The son of another lady I was asked to assess said when restrictions were relaxed he visited his mother in the garden but that his mum didn’t recognise him, partly due to wearing a mask (she was frightened) and partly due to the fact that she hadn’t seen him for over three months and her mental health (dementia) had declined. Initially, she thought her son was her husband. He had sadly passed away seven years ago. Her son hasn’t visited since as it was too upsetting for both of them.
Regular testing of social workers needed
The impact on people living in care homes has been devastating, not only for the people who live there but for their families and for the care home staff. I do a hard job and I’ve always had challenging days, but the experience of this will stay with me forever.
The first lockdown was difficult, however, the past six months have got harder and harder and I feel the full extent of the damage that has been caused, not only by the virus, but by the restrictions on seeing loved ones is yet to be seen.”

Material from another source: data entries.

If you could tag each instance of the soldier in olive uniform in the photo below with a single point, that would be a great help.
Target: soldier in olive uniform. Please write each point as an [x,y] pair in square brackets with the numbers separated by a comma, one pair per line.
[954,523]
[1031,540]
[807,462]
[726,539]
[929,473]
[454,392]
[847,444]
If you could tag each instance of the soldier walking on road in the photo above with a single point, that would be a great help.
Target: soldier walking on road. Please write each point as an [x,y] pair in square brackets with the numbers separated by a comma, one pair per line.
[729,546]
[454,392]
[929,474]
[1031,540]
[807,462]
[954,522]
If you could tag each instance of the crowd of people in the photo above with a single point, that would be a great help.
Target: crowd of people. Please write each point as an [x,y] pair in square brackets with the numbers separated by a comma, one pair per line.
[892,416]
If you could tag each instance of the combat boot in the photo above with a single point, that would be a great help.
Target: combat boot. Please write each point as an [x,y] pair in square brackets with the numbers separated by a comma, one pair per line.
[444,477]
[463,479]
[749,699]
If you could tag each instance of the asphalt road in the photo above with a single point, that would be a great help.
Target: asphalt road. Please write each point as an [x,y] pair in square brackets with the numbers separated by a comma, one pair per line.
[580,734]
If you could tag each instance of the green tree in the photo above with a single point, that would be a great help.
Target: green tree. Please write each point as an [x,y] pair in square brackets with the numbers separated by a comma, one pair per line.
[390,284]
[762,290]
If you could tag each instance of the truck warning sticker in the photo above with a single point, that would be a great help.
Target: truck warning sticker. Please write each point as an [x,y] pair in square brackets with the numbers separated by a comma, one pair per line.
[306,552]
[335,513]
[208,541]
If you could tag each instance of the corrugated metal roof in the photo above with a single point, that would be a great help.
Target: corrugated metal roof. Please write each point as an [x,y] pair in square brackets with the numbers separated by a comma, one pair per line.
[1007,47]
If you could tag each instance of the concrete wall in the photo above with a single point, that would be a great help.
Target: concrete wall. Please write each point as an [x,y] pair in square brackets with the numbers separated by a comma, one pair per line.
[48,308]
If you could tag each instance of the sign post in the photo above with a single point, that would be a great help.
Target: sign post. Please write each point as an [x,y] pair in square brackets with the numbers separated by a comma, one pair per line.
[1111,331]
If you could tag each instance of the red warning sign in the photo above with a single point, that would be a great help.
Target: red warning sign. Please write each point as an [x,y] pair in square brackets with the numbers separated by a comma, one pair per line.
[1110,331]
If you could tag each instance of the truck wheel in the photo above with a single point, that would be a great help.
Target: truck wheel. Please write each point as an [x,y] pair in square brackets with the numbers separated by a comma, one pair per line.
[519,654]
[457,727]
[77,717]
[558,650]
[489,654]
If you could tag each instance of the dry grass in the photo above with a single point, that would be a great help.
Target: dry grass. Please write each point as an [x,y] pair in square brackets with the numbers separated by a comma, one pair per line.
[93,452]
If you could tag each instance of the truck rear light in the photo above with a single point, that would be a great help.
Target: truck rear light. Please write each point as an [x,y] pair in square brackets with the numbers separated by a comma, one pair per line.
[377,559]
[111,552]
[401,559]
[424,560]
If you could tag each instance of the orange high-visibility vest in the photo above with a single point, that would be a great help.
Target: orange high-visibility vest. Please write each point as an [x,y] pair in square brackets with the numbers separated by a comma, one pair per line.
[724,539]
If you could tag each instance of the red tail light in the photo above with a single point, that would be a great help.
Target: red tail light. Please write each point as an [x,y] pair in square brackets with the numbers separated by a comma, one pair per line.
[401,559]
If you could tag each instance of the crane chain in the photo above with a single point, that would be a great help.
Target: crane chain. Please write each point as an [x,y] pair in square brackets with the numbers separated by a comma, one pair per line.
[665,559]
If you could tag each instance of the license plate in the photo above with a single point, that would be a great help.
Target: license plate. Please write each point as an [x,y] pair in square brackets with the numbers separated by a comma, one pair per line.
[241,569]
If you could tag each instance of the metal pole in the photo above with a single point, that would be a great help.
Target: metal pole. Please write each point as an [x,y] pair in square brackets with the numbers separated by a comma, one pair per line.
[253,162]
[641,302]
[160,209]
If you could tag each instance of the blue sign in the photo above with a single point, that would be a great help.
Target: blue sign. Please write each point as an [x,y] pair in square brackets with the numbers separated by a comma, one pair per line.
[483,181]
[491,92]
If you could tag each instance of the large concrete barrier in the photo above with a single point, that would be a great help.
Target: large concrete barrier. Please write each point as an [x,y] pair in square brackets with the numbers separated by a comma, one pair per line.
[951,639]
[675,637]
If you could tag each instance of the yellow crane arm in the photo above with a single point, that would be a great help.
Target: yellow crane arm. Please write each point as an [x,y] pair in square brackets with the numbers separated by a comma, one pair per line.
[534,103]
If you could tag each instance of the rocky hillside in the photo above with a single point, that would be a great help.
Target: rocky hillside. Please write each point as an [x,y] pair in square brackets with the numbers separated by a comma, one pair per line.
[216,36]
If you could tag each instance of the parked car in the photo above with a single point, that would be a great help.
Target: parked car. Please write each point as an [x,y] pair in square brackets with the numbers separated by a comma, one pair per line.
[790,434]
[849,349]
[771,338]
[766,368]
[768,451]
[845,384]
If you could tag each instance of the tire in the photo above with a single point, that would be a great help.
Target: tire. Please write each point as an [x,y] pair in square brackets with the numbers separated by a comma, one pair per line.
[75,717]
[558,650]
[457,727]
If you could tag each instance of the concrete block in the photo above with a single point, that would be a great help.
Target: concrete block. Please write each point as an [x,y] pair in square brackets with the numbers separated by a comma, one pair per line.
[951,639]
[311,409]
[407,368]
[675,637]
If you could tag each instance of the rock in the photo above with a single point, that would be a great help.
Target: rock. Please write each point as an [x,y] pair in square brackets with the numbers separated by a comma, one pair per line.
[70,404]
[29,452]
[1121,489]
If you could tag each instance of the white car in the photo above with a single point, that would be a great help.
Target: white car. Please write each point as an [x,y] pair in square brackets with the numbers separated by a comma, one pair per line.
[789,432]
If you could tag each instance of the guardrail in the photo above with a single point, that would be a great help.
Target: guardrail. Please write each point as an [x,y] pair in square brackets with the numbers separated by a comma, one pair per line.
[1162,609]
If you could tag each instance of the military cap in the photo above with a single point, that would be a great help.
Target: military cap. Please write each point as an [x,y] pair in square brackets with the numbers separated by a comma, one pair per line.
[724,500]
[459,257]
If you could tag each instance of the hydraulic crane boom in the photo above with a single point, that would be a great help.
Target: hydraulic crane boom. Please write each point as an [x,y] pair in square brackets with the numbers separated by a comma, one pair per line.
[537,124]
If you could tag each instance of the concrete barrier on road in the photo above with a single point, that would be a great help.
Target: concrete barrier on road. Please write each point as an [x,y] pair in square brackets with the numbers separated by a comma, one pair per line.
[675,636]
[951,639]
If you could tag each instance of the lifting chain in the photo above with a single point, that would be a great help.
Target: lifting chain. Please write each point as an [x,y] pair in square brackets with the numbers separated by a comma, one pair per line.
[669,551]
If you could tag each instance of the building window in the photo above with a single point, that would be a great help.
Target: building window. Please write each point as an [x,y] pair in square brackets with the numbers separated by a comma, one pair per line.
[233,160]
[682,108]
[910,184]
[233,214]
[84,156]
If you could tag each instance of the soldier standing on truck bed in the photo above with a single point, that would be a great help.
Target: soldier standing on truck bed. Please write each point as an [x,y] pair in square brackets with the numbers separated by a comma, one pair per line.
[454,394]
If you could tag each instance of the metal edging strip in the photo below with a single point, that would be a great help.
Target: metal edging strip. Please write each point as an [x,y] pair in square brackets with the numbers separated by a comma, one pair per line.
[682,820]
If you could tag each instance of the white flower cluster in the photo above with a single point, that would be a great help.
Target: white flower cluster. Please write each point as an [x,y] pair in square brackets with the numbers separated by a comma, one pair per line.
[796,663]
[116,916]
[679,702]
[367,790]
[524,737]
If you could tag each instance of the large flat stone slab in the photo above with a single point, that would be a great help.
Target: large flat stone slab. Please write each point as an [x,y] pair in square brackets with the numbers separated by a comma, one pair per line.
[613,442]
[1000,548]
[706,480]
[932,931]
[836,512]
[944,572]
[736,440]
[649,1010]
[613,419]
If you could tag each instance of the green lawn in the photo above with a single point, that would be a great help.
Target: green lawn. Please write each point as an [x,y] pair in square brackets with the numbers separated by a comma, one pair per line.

Right now, we need more from our MPs and public bodies. We need them, and the public, to better understand the role of social workers. A good start would be to support campaigns like Test, Safe Access, Promote Rights from the British Association of Social Workers, which calls for social workers to be regularly tested for Covid-19 so they can get past blanket restrictions put on by many care homes, in order to safely access and promote the rights of the vulnerable.
The writer is a mental health social worker and best interests assessor, who has chosen to remain anonymous.
Ofcourse if social workers saw care workers as allies in the good times, we would be better able to get the support, the testing and the safe working conditions we need now. For many a support staff like me, social workers are not deserving of our solidarity, you have disparaged and undermined us too many times. When you stop waltzing in, telling us off and leaving after 20 minutes because you are “so busy” to listen, we will be colleagues.
Hi Angela, I have been a Social Worker for 18 years and worked in public service for 44 years in total, and have never treated care workers as you describe, and have always worked in collaboration with carers and support workers at every opportunity and there has been mutual respect.
Both Angela and Diane make points that resonate with me. However on my placements as a recent student, I was really dismayed to hear qualified social workers make really deragotary remarks about care homes. Social workers might beleive they work collaboratively but they are also highly judgemental and opinionated about other workers. We have a lot of deficits when it comes to self criticism.
Kudos for your respectful approach Diane but it does not ofcourse negate Angelas own experiences. My partner is a registered manager and on the whole her experience of social workers is fairly similar to Angelas. I think some of this is due to misunderstanding of our role as social workers though.